The Nursing Care Committee plays an important role in governance at UI Health. Made up of staff nurses and union representatives, the committee reviews historical and real-time staffing and patient data, employee feedback, consultant recommendations, and regulatory requirements relative to the workforce and quality outcomes. The chief nursing officer (CNO) regularly reports on the work of the committee to the hospital’s senior executive team. This underscores the value that the organization places on the workforce and the decisions that impact them.
Mobile functionality enhances staff engagement, streamlines processes
Staff members enjoy using the UKG mobile app to view their schedules and self-schedule, make shift swaps, pick up open shifts, request time off, and see their timecards before payroll processing ― benefits that are improving staff satisfaction, engagement, retention, and productivity as well as adoption of the solution.
“Having employees be able to use their phones to see their schedules and do self-scheduling is very important to us, as is managers having visibility into information to better manage their staff and having direct access to their analytics,” said Katie Peters, Assistant Director of HR Operations at UI Health.
The added value of mobile technology was demonstrated during a two-week shift-fill pilot program with the supplemental staffing team.
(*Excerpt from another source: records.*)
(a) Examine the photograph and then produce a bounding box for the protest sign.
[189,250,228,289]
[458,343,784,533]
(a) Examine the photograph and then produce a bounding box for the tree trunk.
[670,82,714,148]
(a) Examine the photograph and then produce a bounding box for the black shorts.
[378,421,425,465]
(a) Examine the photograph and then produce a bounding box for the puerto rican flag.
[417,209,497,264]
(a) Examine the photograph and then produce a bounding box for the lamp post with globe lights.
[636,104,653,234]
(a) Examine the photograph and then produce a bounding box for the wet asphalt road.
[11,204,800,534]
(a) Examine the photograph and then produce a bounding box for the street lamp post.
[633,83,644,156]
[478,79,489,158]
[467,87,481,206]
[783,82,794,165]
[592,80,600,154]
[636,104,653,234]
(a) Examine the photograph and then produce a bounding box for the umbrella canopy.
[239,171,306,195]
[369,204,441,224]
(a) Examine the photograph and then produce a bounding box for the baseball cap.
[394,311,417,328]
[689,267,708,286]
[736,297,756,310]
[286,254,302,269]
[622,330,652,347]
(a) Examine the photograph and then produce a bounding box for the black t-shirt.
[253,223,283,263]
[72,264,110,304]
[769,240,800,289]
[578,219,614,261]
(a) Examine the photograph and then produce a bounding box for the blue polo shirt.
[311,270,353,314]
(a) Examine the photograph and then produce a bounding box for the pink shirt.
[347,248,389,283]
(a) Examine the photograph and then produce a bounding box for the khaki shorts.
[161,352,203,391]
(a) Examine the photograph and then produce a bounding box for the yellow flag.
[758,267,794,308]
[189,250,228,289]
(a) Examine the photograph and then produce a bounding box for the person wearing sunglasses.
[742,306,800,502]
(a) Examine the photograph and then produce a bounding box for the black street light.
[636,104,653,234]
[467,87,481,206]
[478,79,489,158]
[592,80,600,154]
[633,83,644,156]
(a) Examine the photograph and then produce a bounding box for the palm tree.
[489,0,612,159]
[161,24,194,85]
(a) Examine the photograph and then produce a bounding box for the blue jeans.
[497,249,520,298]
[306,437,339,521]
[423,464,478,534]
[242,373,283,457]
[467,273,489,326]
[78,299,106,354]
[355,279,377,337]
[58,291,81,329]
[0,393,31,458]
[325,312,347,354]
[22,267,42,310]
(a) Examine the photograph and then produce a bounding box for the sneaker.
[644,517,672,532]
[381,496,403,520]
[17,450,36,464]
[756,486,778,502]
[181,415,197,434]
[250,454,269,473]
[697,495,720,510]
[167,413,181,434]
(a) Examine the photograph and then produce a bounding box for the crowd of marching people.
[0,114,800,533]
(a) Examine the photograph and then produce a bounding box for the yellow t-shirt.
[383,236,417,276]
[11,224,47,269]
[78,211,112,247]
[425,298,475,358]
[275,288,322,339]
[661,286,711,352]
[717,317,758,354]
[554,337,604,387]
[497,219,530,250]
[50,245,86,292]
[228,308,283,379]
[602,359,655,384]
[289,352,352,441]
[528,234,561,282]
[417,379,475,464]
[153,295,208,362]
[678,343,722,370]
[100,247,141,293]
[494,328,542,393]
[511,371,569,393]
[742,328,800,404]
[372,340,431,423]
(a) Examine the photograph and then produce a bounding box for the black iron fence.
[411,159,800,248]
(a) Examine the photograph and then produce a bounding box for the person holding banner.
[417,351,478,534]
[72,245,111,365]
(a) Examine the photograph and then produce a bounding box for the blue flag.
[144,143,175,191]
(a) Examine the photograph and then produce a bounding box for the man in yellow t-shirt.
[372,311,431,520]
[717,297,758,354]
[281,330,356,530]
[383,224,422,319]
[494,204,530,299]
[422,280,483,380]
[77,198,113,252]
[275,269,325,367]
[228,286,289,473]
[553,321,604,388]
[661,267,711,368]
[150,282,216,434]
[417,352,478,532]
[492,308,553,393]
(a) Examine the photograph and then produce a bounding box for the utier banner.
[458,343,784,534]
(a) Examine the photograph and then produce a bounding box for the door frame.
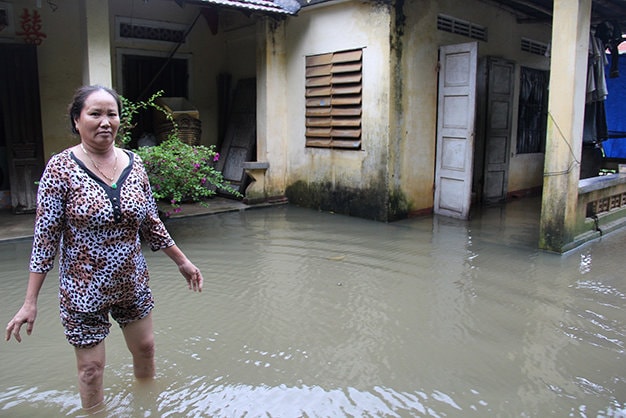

Typically, charge nurses and the staffing office spend hours and hours calling hundreds of nurses to fill open shifts.
“The pilot showed us the improvement in efficiency ― because we’re not calling everyone but are sending out one text message to massive groups of people that UKG has identified as being potentially available, most probable to work, and appropriately skilled,” said Lisa Potts, Associate CNO for Nursing Operations and Nursing Informatics at UI Health.
UKG mobile technology also is supporting UI Health’s strategy to provide staff with increased visibility and access to information on new eight-week schedule intervals. With bargaining-agreement work rules configured in UKG, schedules automatically open up for the right groups of staff in the right order. Using their mobile devices, staff members can sign up for shifts weeks in advance, enabling them to better plan their lives.
During the COVID-19 pandemic, hourly employees working remotely used the mobile app to easily clock in and out, which also was a benefit for managers in managing these employees.
Looking ahead
As UI Health looks to expand its use of UKG across the organization, Peters said the organization looks forward to increasing its use of mobile functionality and fostering further transparency.
“Transparency is a big deal to us,” she said, noting how important it is in creating a positive work environment that supports the delivery of high-quality patient care.